On 8 February 1945, a 40 mm shell hit his aircraft. He was badly wounded in the right foot and crash landed inside German lines. His life was saved by his observer Ernst Gadermann who stemmed the bleeding, but Rudel's leg was amputated below the knee. He returned to operations on 25 March 1945, claiming 26 more tanks destroyed before the end of the war. Determined not to fall into Soviet hands, he led three Ju 87s and four FW 190s westward from Bohemia in a 2-hour flight and surrendered to U.S. forces on 8 May 1945, after landing at Kitzingen airfield, held by the US 405th Fighter Group. He had his men lock the brakes and collapse the landing gear to make the aircraft useless to the Americans and to render the airfield unusable by blocking the airstrip. Eleven months in prisoner of war camps followed. Released by the Americans, he moved to Argentina in 1948. Rudel flew some 2,530 combat missions (a world record). He was never shot down by another pilot, only by anti-aircraft artillery. He was shot down or forced to land 32 times, several times behind enemy lines.

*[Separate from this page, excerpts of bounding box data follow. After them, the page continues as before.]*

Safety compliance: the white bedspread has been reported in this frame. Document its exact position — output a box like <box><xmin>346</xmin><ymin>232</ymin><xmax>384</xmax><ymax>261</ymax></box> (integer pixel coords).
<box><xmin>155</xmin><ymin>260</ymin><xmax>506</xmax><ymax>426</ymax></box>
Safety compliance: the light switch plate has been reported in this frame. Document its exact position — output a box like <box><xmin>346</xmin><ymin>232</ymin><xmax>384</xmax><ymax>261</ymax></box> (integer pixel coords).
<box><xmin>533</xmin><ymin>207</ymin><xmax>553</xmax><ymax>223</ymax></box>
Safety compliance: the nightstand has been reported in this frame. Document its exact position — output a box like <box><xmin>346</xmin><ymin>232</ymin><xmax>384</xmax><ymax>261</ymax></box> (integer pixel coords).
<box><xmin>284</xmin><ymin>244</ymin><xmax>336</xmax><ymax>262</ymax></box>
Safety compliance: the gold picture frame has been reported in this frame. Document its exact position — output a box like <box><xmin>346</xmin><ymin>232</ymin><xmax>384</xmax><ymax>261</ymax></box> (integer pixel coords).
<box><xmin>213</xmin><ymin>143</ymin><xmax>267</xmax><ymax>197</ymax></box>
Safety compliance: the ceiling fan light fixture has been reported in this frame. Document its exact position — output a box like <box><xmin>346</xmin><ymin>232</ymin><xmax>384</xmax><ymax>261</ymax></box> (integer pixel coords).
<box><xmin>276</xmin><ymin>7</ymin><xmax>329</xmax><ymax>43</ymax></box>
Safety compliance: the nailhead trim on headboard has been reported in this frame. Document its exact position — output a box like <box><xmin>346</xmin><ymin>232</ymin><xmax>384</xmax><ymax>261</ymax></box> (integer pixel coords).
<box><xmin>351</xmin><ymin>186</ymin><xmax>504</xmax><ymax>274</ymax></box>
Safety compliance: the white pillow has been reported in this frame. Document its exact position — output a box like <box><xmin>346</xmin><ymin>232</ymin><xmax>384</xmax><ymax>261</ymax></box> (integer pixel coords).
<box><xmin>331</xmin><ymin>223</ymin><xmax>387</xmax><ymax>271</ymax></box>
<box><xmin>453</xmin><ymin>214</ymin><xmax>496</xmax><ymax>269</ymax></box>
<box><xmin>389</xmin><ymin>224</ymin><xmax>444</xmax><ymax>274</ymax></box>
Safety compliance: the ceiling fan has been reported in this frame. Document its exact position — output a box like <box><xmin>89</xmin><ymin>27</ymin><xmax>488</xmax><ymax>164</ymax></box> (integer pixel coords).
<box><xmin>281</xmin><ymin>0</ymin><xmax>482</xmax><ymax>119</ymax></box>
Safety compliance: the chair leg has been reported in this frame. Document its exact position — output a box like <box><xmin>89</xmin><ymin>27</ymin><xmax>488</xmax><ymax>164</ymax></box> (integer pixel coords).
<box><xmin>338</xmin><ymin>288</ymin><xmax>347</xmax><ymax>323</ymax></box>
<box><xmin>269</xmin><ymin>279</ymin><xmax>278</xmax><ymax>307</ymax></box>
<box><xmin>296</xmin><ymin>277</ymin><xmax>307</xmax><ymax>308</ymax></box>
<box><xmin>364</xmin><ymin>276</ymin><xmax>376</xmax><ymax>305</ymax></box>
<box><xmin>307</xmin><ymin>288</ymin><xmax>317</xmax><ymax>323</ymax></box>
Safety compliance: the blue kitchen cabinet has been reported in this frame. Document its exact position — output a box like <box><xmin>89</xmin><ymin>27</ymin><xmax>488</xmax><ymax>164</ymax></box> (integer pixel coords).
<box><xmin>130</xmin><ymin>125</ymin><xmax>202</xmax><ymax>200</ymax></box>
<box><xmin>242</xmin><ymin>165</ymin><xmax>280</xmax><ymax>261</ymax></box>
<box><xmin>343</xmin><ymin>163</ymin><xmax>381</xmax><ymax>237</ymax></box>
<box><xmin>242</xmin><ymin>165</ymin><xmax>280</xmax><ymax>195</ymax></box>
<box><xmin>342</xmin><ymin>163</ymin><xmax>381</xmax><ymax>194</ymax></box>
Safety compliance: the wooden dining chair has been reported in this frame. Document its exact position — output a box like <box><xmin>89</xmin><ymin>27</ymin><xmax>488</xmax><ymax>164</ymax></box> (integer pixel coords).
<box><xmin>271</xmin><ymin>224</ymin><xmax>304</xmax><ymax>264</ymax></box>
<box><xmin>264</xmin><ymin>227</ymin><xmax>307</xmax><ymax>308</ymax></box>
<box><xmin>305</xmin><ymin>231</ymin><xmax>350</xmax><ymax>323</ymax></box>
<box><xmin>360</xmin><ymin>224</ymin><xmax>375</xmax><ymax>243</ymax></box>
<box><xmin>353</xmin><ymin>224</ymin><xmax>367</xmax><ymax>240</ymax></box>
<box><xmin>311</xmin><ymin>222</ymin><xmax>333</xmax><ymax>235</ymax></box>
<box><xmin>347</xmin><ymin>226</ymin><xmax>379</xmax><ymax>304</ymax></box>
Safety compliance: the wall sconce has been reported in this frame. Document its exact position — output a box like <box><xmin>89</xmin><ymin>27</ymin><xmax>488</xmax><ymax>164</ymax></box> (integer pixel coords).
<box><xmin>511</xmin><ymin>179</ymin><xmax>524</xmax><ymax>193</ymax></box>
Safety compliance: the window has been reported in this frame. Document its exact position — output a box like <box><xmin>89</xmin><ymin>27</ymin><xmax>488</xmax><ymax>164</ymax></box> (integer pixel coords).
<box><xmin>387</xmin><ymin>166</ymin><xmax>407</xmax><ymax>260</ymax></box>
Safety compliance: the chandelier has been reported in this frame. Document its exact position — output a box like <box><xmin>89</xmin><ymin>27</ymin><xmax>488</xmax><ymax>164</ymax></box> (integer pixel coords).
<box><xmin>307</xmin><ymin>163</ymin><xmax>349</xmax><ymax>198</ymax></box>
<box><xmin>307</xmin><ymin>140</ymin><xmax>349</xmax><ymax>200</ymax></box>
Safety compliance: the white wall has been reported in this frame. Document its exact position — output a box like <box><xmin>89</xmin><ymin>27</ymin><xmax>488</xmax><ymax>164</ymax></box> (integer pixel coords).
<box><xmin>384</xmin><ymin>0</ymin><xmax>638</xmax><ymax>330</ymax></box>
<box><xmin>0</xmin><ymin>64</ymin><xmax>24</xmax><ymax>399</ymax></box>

Last Wartime Rank: Colonel
Unit(s): StG. 168, StG. 2
Theatre(s): Eastern Front
Combat Debut: 1939
Victories:
519 Tanks
70 Assault Craft/Landing Boats
150 self-propelled guns
4 armored trains.
800 other vehicles
9 aircraft (7 IL-2 Sturmovik, 7 fighters)
1 Battleship, 2 cruisers
Wow...that’s amazing about Rudel as a pilot.
and his input helped with the development of the A-10.
I googled & noticed he moved back to West Germany & died in 1982.